An early problem with the React problem is called "data tunneling" or "prop drilling". This is when you have a top level component (in our case the parent component) and a child component way down in the hierarchy that need the same data (like the user object.) We could pass that data down, parent-to-child, for each of the intermediary components but that sucks because now each of LevelTwo
, LevelThree
, and LevelFour
all have to know about the user object even when they themselves don't need it, just their children. This is prop drilling: passing down this data in unnecessary intermediaries.

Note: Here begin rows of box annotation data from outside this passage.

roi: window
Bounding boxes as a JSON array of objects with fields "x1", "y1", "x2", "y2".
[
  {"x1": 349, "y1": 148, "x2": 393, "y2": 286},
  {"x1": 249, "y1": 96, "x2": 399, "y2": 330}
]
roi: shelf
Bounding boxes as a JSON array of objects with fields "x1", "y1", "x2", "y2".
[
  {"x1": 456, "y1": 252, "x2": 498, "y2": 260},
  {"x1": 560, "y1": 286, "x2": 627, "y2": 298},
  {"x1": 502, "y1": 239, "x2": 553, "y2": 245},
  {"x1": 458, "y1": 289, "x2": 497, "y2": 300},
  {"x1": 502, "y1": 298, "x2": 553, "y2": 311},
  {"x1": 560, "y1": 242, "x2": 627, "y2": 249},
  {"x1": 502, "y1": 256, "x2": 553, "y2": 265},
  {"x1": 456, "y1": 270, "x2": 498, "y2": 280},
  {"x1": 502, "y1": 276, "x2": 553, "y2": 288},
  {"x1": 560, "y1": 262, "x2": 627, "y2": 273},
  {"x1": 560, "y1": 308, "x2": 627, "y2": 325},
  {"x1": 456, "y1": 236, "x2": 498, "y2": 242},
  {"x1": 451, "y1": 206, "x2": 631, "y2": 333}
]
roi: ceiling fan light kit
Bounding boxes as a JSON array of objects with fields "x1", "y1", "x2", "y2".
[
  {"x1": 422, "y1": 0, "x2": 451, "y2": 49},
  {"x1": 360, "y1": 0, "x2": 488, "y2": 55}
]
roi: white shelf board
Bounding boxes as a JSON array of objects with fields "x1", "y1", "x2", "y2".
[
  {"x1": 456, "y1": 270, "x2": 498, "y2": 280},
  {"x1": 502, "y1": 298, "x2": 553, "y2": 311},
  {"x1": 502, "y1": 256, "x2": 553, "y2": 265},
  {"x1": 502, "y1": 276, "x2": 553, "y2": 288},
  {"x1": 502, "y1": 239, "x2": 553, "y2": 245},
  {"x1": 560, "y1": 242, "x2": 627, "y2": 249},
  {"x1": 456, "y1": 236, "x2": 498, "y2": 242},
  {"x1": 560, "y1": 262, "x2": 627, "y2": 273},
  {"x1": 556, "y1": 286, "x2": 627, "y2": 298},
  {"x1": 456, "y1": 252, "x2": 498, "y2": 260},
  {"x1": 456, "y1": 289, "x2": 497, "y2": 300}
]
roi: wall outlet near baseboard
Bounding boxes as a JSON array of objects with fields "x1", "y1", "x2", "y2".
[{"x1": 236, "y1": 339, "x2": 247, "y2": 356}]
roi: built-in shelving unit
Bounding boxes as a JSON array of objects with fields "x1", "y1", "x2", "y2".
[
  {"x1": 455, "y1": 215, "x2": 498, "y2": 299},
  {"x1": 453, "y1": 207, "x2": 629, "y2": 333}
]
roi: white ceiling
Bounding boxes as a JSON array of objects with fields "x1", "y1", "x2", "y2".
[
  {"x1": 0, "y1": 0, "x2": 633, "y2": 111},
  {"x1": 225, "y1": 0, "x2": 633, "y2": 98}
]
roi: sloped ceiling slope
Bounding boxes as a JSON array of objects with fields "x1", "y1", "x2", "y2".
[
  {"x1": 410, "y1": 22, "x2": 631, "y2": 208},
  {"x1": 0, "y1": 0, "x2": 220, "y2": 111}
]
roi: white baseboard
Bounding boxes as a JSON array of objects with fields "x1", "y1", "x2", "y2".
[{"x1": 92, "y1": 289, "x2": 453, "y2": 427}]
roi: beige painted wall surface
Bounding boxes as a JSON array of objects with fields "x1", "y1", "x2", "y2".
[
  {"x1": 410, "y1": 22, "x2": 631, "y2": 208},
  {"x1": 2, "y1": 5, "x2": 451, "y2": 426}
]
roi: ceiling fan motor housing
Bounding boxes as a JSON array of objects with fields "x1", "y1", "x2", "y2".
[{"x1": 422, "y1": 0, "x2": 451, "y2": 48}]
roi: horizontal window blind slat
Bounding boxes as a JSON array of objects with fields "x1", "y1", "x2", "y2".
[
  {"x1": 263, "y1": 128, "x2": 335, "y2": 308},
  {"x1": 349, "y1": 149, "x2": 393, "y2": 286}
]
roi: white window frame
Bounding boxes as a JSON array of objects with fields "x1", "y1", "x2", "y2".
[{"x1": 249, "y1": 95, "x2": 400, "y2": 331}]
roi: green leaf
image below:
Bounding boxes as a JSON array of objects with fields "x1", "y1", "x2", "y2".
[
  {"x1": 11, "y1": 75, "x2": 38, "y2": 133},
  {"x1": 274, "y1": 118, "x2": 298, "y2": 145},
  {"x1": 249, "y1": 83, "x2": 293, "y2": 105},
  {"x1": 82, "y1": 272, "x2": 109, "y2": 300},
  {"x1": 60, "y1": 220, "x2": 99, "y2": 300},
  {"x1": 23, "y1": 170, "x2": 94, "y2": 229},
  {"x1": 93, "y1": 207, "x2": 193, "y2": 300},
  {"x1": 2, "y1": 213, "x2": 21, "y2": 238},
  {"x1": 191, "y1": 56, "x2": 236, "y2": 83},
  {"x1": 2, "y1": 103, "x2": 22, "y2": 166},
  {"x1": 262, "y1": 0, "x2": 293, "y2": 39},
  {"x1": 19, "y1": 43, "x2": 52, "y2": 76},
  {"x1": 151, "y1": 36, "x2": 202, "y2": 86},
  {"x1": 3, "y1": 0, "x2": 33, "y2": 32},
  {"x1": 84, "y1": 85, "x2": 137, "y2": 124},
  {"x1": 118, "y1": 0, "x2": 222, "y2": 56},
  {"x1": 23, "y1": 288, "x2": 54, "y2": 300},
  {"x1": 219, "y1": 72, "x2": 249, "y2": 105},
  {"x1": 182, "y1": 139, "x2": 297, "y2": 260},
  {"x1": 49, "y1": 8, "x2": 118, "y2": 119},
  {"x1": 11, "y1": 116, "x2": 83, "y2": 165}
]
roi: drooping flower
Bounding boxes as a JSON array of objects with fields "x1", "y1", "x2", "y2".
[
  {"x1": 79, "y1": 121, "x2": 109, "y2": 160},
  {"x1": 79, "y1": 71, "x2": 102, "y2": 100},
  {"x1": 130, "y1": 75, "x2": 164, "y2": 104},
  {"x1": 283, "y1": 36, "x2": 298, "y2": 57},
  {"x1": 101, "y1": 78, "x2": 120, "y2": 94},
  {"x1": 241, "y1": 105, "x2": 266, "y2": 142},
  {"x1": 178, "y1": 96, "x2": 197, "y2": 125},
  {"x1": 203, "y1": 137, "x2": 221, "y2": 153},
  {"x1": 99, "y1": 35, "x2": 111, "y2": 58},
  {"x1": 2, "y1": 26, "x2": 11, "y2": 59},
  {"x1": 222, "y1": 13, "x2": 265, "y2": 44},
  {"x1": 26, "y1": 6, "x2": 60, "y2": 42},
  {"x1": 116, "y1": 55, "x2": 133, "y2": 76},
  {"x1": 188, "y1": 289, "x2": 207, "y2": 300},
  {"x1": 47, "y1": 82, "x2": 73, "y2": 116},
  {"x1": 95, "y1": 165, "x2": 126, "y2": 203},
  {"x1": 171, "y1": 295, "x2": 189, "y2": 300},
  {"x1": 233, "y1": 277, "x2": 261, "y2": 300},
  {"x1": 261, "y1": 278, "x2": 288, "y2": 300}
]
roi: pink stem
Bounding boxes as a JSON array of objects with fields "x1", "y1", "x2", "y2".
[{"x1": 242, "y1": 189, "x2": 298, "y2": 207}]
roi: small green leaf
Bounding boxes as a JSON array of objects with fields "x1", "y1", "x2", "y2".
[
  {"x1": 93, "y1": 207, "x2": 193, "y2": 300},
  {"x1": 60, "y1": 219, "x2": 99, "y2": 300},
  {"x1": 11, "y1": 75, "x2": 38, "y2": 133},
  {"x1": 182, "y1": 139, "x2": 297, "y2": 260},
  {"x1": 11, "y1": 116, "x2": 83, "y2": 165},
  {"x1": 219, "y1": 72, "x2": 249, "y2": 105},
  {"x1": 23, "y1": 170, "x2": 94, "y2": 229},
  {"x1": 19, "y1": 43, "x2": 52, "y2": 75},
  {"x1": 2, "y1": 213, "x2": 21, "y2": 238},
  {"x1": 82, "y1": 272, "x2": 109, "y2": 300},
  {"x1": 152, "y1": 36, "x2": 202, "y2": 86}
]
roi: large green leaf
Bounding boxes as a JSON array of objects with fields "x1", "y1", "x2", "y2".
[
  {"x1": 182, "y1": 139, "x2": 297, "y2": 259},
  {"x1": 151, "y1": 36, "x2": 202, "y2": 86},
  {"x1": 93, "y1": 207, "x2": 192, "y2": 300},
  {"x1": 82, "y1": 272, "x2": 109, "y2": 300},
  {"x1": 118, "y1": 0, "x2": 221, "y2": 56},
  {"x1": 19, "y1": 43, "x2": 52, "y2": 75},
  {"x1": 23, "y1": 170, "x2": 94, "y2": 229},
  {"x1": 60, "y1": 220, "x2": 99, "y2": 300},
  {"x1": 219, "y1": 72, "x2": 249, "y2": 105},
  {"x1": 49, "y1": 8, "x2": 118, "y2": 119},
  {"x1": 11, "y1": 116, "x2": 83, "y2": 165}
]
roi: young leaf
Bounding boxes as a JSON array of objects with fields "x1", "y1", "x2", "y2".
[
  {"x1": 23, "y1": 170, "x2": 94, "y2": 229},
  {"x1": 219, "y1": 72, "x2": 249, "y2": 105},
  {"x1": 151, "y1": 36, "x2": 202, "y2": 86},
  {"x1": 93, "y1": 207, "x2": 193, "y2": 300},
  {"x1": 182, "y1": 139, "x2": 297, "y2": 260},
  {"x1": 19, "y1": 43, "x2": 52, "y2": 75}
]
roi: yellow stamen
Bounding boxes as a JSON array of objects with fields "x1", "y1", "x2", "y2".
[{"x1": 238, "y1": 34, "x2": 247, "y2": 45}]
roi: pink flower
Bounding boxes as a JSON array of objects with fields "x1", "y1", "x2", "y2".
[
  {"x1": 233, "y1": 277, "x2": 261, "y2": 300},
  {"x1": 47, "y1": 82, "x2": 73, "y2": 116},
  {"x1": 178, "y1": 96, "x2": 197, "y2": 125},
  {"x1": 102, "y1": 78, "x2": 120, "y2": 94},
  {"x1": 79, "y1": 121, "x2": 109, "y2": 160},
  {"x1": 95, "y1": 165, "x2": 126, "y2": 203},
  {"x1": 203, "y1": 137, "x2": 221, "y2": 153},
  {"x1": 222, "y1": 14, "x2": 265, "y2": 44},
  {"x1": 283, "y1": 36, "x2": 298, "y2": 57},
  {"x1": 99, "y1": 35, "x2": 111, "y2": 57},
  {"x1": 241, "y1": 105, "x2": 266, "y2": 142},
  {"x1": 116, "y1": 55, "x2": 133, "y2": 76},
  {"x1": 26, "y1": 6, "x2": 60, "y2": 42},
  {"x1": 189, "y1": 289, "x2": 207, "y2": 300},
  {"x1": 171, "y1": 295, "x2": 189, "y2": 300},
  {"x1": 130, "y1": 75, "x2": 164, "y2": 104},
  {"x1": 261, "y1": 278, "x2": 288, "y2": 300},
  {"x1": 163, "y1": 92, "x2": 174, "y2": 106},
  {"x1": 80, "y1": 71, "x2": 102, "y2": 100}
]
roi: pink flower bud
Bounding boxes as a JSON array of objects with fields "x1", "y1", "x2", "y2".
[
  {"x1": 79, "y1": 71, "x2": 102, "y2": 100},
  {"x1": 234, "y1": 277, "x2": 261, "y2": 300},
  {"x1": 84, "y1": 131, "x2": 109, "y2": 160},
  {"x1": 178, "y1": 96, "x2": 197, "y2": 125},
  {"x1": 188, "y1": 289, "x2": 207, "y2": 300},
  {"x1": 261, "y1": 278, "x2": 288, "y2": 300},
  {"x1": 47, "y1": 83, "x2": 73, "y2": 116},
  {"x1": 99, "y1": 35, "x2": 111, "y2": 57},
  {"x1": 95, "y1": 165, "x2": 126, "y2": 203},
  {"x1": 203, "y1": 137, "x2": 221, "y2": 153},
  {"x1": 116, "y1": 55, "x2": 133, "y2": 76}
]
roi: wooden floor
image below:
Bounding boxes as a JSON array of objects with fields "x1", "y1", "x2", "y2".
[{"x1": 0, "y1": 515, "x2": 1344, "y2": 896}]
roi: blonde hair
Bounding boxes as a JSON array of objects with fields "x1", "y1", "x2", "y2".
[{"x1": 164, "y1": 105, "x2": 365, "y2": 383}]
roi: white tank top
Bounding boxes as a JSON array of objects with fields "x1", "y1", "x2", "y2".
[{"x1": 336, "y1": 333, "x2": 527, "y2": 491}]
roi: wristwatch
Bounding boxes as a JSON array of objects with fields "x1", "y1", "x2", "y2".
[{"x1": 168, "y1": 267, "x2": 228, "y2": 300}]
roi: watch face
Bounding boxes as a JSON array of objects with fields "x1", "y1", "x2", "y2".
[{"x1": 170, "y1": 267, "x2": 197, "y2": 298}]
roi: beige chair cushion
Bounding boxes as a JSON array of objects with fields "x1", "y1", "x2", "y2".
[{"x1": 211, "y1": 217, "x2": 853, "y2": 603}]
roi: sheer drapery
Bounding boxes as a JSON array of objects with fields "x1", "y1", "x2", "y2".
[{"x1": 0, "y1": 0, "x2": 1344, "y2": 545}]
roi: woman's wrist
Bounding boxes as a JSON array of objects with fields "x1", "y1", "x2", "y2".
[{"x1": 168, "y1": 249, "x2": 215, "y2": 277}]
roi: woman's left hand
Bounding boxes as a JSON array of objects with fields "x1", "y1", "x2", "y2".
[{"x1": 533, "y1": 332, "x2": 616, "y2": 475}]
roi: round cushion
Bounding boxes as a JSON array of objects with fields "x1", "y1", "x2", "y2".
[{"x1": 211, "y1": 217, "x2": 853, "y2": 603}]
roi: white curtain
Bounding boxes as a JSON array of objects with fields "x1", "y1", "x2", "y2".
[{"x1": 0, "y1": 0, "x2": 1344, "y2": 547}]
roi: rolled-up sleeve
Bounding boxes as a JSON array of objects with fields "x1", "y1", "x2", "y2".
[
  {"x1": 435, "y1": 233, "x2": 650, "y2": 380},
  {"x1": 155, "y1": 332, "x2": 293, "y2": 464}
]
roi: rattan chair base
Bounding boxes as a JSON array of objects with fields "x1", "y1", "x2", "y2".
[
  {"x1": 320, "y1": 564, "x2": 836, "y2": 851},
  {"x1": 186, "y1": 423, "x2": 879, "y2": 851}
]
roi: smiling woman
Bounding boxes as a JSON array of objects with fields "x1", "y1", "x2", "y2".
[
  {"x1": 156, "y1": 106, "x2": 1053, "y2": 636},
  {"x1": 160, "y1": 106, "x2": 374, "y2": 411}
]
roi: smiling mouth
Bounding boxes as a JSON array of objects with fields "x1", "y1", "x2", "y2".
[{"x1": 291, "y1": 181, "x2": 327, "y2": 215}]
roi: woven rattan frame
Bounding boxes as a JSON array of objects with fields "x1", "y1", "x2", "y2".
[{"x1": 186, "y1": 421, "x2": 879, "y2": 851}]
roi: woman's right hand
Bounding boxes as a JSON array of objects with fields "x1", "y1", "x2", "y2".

Enter context. Context allows you to create a wormhole where stuff goes in and a wormhole in a child component where that same data comes out and the stuff in the middle doesn't know it's there. Now that data is available anywhere inside of the UserContext.Provider
. useContext
just pulls that data out when given a Context object as a parameter. You don't have to use useState
and useContext
together (the data can be any shape, not just useState
-shaped) but I find it convenient when child components need to be able to update the context as well.
In general, context adds a decent amount of complexity to an app. A bit of prop drilling is fine. Only put things in context that are truly application-wide state like user information or auth keys and then use local state for the rest.
Often you'll use context instead of Redux or another state store. You could get fancy and use useReducer
and useContext
together to get a pretty great approximation of Redux-like features.